Traditional approaches to utilizing these data types would have involved large enterprise data warehouses, business intelligence and visualization tools, and armies of IT specialists. However, that approach was slow, expensive, and limiting, in that only the tip of the iceberg of actual data was used, Schlampp says. But given the speed of the data being generated and the variety, there’s a real need to go to the bottom of the iceberg.
Hadoop is proving itself very useful in allowing users to analyze the entire iceberg of data. Platfora is one of a handful of companies selling end-to-end analytic tools that plug into Apache Hadoop and allow business analysts to explore their entire data iceberg without having advanced programming and statistical skills.
The Platfora product presents a drag-and-drop interface where analysts can select the data they want to analyze. From these definitions, the software automatically generates MapReduce jobs that create so-called data “lenses” that allow users to spot patterns and connections in their Hadoop-resident various data. The in-memory product also includes “vizboards” that are interactive visualizations that allow customers to explore their data.
Customers tend to build three main types of analytic apps with Platfora, including customer analytic solutions, network security solutions, and IoT solutions. One common use of the tool is generating big-picture ROI reports on individual customers that combine transactional data, Web log data, and advertising data.
“The only way to do that is to combine data that data into a single place,” Schlampp says. “To do that with [enterprise data warehouses and BI tools] is a $10-million project. But to do it in Hadoop and Platfora, it’s much faster and considerably less expensive, and the next question you have after that is much easier to answer as well.”
The growth in use of non-transactional data types–such as customer interactions and machine data –in customer applications surprised the folks at Platfora. In response, Platfora added several new capabilities with version 3.5 aimed at addressing the variety-of-data-types problem.
For starters, it made some of the data transformation features in the product easier to use. “Eighty percent of the problem is getting the data into shape to actually use it,” Schlampp says. “It’s a complex task and being able to work with raw data is difficult.”

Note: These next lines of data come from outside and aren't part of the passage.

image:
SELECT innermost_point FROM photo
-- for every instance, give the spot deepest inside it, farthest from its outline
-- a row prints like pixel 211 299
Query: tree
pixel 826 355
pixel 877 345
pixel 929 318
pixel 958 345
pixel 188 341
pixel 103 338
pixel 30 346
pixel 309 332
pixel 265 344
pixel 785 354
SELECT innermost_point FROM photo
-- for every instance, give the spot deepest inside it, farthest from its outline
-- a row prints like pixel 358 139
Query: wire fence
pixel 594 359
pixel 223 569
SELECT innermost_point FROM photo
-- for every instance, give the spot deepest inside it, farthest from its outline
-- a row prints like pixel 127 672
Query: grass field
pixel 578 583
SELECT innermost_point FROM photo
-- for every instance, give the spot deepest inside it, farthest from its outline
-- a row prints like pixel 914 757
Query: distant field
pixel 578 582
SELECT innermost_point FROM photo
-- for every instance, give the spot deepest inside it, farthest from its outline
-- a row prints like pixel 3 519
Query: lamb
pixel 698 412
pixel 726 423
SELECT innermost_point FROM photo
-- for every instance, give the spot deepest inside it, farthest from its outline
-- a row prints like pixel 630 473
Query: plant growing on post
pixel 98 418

The company isn’t trying to replicate the kind of automated data transformation capabilities that are offered by other companies, like Trifacta. In fact, many of Platfora’s customers are looking to use Trifacta’s Hadoop-resident data cleansing tool with their Platfora implementations, which reside next to Hadoop clusters in memory-optimized servers, Schlampp says.

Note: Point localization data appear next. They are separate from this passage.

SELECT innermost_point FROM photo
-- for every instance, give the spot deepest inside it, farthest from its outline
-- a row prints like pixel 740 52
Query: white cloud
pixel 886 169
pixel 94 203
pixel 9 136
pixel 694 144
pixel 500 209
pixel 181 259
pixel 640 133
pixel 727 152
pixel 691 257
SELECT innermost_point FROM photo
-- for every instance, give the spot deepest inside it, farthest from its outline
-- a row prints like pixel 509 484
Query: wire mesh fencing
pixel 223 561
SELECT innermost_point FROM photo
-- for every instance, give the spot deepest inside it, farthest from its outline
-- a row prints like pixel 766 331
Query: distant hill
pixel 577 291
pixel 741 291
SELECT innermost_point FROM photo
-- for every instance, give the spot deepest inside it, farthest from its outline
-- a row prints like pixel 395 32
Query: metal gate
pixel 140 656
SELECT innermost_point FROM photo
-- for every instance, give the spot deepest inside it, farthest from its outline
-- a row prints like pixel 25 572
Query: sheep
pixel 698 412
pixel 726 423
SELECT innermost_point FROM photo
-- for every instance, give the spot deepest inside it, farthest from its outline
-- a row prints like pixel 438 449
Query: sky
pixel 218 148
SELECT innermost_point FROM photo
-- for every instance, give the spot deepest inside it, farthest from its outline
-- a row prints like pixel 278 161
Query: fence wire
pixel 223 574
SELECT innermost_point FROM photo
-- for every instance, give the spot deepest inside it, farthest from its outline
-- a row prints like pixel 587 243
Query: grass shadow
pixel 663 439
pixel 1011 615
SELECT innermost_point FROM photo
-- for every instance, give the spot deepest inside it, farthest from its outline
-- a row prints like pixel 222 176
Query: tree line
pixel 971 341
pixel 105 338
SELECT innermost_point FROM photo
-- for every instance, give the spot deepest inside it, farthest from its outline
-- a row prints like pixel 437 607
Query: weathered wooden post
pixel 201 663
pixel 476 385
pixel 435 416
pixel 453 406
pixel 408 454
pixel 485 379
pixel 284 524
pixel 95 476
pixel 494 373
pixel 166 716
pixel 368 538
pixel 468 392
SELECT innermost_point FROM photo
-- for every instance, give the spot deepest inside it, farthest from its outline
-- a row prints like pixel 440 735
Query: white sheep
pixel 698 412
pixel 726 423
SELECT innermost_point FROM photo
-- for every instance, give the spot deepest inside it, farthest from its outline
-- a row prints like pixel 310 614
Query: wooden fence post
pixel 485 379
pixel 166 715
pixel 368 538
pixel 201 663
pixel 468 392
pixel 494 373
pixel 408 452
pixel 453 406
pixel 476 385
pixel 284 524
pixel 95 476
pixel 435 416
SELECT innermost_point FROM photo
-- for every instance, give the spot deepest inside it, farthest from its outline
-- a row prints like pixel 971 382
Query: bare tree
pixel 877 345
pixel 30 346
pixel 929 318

Platfora also added a programmatic query interface that allows users to expose data using REST Web service calls and SQL-like syntax. This will be useful for customers who want to analyze their data using other tools, such as the R language or statistical tools from SAS. “We bring the data out of Hadoop into in our in-memory lenses. And now you’ll able to write queries directly against those lenses and get sub-second interactivity against then,” Schlampp says.

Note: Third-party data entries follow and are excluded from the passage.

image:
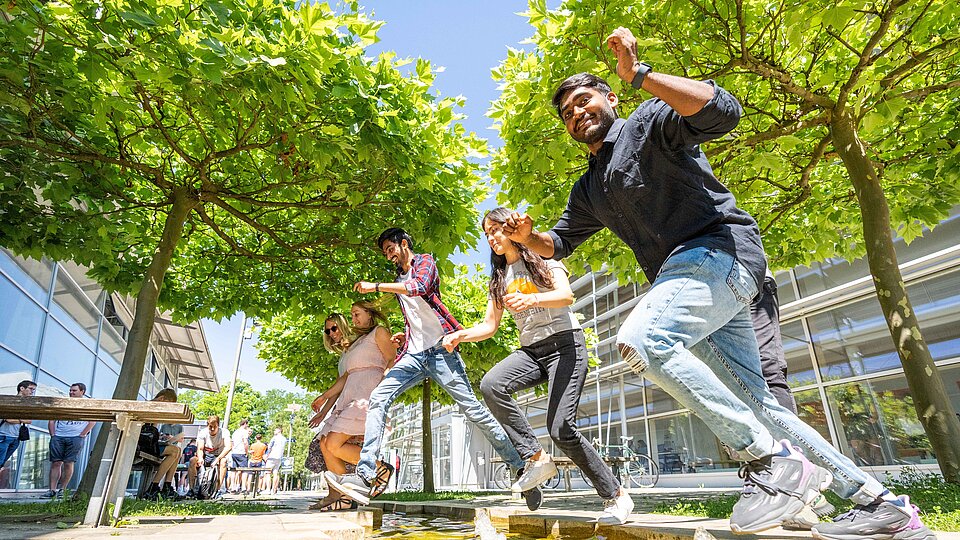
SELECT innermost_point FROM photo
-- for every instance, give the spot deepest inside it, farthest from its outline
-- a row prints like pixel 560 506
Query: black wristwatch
pixel 641 73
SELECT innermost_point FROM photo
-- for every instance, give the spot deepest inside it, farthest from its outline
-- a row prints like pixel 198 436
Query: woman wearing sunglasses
pixel 366 353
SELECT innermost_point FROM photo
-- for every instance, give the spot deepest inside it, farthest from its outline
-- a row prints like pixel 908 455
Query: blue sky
pixel 467 38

In other news, Platfora is researching the feasibility of using the in-memory Apache Spark framework as its underlying data engine in Hadoop. “We’re very much in support in Spark and we see a path to be able to run Platfora on top of Spark and not use MapReduce,” Schlampp says. “I think there’s maturity to come with the project. We’re still finding bugs and issues in Spark that we’re driving back to the community to have addressed. But it is something we’re actively pursuing.”